San Jose State University’s Legacy of Poetry Festival created by Director of Creative Writing Program, Alan Soldofsky, focused on bringing scientists, engineers and poets together this year, 2019. I was proud to be part of the symposium, joining the faculty, current MFA students, and Alumni peers in reading our individual eco-poems about water and fire.
The symposium on water and fire also featured poets Forrest Gander, Arthur Sze, Craig Clements, and Eugene Cordero. I was fortunate to see the first two poets on this list. “Forrest Gander is the recipient of the 2019 Pulitzer Prize in poetry for his most recent collection Be With. Considered one of the nation’s leading ecopoets.” I loved listening to his specificity on the growth and ancient life of lichen, these were new poems in development that the audience was fortunate enough to be present to. Arthur Sze read a whirlwind of life moments that he strung together inspired by an ancient calligraphy practice that now is hitting street artists. Street artists break out with bowls of water and calligraphy brushes to paint the parks' sidewalks, as the sun heats up the sidewalk these stories or poems fade away. “Arthur Sze is a poet and translator, Winner of the 2013 Jackson Prize from Poets & Writers magazine and a Finalist for a 2017 Pulitzer Prize in Poetry for his collection Compass Rose.
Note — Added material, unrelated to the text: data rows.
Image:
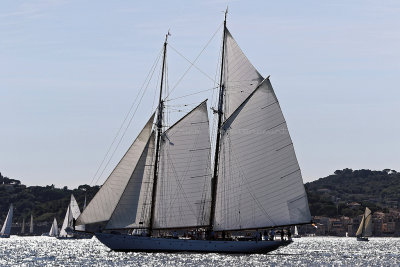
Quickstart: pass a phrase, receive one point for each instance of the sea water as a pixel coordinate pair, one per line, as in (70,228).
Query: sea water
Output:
(306,251)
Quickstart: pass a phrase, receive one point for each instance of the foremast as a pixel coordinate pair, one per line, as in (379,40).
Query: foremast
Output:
(214,181)
(158,138)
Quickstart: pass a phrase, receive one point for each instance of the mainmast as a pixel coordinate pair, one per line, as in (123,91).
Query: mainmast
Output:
(158,138)
(214,181)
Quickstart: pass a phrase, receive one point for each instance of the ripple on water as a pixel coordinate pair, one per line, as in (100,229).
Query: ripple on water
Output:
(316,251)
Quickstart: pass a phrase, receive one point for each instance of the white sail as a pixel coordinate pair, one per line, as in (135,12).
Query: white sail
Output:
(133,209)
(23,226)
(184,179)
(104,202)
(31,225)
(75,211)
(259,181)
(240,77)
(6,229)
(67,222)
(365,228)
(54,228)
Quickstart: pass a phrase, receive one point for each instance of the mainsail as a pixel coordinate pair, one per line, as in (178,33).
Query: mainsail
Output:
(259,179)
(102,206)
(6,229)
(184,178)
(365,228)
(54,228)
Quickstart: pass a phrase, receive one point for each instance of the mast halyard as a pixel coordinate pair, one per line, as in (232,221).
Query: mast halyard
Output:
(214,181)
(158,138)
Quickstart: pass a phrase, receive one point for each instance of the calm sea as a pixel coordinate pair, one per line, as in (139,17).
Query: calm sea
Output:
(311,251)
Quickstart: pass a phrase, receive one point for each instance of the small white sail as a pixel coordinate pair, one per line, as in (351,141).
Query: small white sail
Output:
(259,181)
(133,209)
(67,222)
(6,229)
(23,226)
(184,179)
(54,228)
(105,201)
(365,228)
(31,225)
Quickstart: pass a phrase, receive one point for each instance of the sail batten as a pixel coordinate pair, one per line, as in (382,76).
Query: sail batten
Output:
(183,190)
(102,206)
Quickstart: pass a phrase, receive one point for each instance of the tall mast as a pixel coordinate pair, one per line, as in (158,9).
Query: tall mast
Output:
(214,181)
(159,132)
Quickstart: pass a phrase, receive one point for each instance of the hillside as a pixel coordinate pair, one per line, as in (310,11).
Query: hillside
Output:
(44,202)
(346,192)
(340,193)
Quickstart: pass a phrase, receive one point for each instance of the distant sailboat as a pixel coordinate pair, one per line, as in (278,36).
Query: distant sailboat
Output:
(165,182)
(31,226)
(71,215)
(23,227)
(6,230)
(54,228)
(365,228)
(296,232)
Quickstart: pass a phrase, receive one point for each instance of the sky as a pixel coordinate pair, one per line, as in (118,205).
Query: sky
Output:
(71,70)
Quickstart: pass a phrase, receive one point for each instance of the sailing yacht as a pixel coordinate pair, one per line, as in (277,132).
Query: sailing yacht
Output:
(164,194)
(54,228)
(71,215)
(365,228)
(6,229)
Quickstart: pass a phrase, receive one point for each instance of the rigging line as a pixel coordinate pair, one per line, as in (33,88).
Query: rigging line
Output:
(148,79)
(192,63)
(126,116)
(199,92)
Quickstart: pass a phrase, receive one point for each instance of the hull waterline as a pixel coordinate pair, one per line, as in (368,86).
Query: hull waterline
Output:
(132,243)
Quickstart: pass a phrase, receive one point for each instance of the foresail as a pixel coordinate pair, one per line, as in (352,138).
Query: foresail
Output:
(6,229)
(240,77)
(259,181)
(183,190)
(104,202)
(133,209)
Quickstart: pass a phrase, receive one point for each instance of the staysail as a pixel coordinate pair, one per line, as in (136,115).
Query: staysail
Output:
(105,201)
(365,228)
(183,190)
(6,229)
(133,209)
(259,179)
(54,228)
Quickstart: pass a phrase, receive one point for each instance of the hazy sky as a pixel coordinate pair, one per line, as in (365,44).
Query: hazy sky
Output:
(70,70)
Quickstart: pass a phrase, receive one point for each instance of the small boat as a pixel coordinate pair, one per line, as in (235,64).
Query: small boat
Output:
(6,230)
(68,227)
(365,228)
(296,232)
(166,182)
(54,229)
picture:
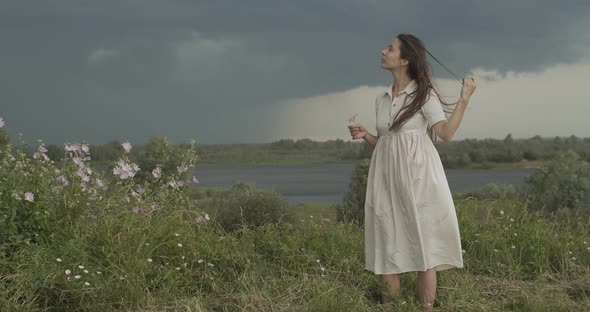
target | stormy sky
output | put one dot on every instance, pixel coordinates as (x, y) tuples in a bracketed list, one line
[(262, 70)]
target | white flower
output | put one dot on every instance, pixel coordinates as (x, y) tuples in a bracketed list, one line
[(126, 147)]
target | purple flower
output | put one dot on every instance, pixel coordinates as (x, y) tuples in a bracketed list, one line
[(126, 147), (85, 148), (63, 180), (125, 170), (157, 173), (29, 196), (72, 148)]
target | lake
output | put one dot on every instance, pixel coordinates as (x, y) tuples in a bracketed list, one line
[(327, 183)]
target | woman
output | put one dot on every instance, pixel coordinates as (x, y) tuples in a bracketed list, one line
[(410, 220)]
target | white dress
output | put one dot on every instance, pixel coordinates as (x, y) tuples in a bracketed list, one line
[(410, 219)]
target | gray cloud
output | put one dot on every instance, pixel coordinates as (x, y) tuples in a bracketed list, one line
[(215, 70)]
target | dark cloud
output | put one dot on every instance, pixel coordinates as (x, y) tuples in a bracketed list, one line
[(212, 70)]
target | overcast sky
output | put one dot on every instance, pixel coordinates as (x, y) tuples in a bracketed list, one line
[(263, 70)]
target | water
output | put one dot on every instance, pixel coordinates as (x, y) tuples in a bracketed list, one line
[(327, 183)]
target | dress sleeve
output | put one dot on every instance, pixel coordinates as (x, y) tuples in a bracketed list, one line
[(432, 110), (376, 113)]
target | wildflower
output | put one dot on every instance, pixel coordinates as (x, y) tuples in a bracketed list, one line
[(29, 196), (85, 148), (72, 148), (126, 147), (125, 170), (63, 180)]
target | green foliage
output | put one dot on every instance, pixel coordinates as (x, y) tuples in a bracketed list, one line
[(243, 204), (494, 191), (563, 183)]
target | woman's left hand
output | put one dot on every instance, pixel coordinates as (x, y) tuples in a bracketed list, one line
[(469, 85)]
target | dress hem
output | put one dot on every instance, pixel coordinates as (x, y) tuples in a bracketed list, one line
[(438, 267)]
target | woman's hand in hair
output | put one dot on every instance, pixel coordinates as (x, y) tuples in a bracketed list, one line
[(469, 85), (357, 131)]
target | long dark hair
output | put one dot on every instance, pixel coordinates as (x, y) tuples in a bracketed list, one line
[(413, 50)]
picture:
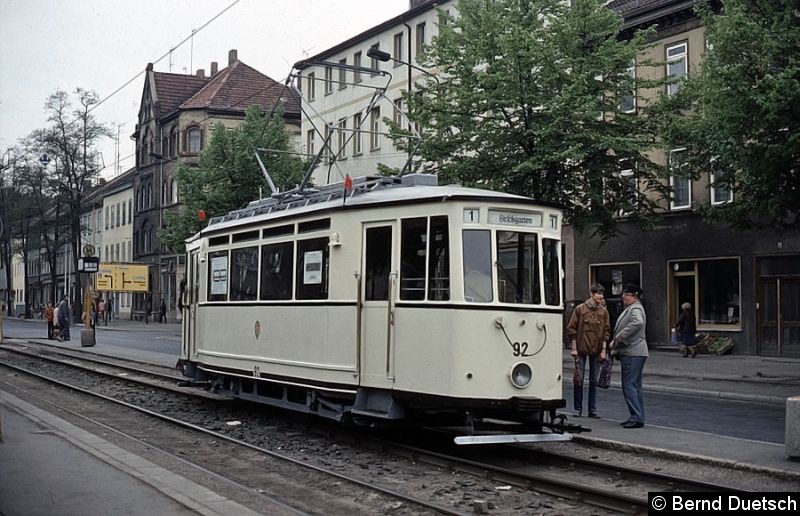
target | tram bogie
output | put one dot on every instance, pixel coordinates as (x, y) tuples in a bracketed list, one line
[(398, 301)]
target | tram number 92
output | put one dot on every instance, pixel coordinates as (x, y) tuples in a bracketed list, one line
[(520, 349)]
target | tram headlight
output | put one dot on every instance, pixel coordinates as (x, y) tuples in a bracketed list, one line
[(521, 375)]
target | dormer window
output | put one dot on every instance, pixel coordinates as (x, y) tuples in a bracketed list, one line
[(193, 140)]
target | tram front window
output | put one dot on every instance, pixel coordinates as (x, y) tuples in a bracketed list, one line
[(518, 268)]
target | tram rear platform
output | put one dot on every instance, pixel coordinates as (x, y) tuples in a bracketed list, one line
[(48, 463)]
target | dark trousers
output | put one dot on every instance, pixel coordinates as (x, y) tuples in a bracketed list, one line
[(632, 368)]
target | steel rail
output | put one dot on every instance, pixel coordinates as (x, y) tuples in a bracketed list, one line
[(217, 435)]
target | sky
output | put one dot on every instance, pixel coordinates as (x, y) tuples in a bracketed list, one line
[(100, 45)]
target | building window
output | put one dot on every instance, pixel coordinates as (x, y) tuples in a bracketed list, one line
[(357, 134), (720, 189), (711, 286), (310, 143), (627, 103), (328, 80), (679, 181), (420, 38), (343, 74), (312, 86), (194, 140), (375, 128), (630, 189), (357, 64), (398, 49), (677, 66), (374, 64), (342, 138)]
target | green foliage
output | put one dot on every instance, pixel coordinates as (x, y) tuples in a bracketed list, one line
[(527, 102), (228, 176), (741, 112)]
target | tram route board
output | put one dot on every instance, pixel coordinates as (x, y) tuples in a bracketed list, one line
[(121, 277)]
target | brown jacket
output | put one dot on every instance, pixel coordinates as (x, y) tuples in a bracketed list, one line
[(589, 327)]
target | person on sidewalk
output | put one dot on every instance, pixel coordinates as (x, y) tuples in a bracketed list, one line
[(588, 330), (687, 328), (49, 314), (630, 346), (64, 317)]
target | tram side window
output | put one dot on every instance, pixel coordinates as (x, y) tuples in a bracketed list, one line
[(312, 268), (439, 262), (477, 247), (276, 271), (518, 268), (218, 276), (413, 246), (552, 277), (244, 274)]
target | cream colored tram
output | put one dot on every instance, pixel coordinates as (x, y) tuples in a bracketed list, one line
[(399, 301)]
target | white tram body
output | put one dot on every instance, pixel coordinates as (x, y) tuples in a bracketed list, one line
[(401, 300)]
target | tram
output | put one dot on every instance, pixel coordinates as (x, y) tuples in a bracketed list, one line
[(391, 300)]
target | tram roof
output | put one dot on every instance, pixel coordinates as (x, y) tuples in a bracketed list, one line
[(367, 192)]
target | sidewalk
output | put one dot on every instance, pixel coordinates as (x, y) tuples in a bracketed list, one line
[(734, 377)]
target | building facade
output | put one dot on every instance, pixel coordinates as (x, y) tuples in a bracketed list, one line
[(176, 117)]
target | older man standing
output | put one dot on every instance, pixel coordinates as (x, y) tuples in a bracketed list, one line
[(630, 346)]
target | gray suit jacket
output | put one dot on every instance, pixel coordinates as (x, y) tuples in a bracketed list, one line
[(629, 332)]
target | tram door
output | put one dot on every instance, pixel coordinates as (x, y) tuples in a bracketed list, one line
[(378, 290), (190, 304)]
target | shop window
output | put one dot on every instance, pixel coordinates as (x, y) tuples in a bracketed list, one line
[(276, 271), (244, 274)]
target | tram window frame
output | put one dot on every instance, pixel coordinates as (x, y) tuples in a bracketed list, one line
[(243, 277), (218, 288), (418, 279), (306, 251), (551, 270), (476, 247), (531, 291), (276, 281), (438, 259)]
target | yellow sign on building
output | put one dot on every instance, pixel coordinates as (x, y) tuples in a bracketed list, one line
[(121, 277)]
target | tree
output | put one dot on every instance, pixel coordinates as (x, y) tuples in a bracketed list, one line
[(70, 139), (740, 115), (528, 103), (228, 176)]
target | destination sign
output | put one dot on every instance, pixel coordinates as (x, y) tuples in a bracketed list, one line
[(515, 218), (122, 277)]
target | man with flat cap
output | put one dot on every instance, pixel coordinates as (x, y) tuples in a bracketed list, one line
[(630, 347)]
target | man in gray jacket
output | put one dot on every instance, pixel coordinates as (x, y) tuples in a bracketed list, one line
[(630, 346)]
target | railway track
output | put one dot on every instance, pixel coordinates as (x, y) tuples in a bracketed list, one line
[(513, 467)]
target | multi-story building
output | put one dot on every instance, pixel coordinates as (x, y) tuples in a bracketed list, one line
[(176, 116), (338, 86), (742, 284), (117, 231)]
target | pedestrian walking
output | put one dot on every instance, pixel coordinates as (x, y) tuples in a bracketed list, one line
[(64, 317), (588, 330), (687, 328), (49, 314), (630, 346)]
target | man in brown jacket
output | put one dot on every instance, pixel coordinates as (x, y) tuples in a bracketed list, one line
[(588, 332)]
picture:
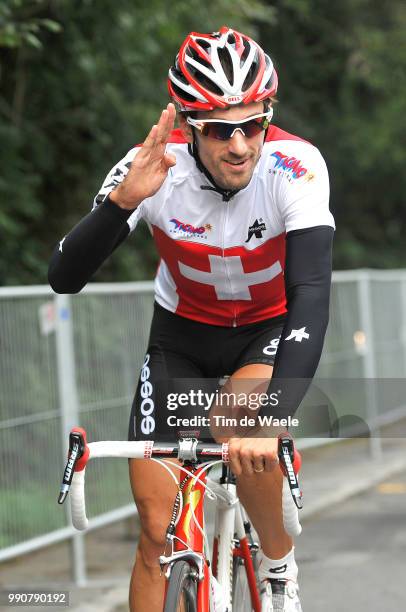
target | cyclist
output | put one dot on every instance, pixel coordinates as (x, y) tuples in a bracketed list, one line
[(238, 210)]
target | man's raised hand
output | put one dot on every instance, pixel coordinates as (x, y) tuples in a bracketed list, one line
[(150, 166)]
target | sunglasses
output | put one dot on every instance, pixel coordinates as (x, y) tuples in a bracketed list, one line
[(221, 129)]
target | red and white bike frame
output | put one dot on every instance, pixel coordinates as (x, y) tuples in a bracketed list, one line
[(187, 539)]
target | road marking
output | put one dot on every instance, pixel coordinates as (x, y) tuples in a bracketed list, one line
[(390, 488)]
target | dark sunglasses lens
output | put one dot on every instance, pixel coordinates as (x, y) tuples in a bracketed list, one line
[(223, 131), (219, 131), (252, 128)]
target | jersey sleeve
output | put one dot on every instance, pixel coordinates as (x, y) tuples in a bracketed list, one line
[(114, 178), (303, 191)]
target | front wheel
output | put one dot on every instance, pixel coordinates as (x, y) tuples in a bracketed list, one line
[(241, 590), (181, 595)]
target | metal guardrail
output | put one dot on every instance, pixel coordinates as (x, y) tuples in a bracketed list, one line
[(74, 359)]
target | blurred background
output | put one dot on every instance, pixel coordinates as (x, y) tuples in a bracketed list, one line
[(82, 81)]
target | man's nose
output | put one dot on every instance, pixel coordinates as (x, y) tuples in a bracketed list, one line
[(238, 144)]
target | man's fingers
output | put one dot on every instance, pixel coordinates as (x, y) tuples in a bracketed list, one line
[(170, 160), (166, 123), (150, 140), (270, 463)]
His newest collection Sight Lines was just published."
Sally Ashton read from her new book, The Behavior of Clocks. The poems were inspired by her readings about Albert Einstein's Theory of Relativity. It was refreshing! I enjoyed her readings about the various perspectives people can have in one moment in time although "time" seems to be inconsistent and non-chronological.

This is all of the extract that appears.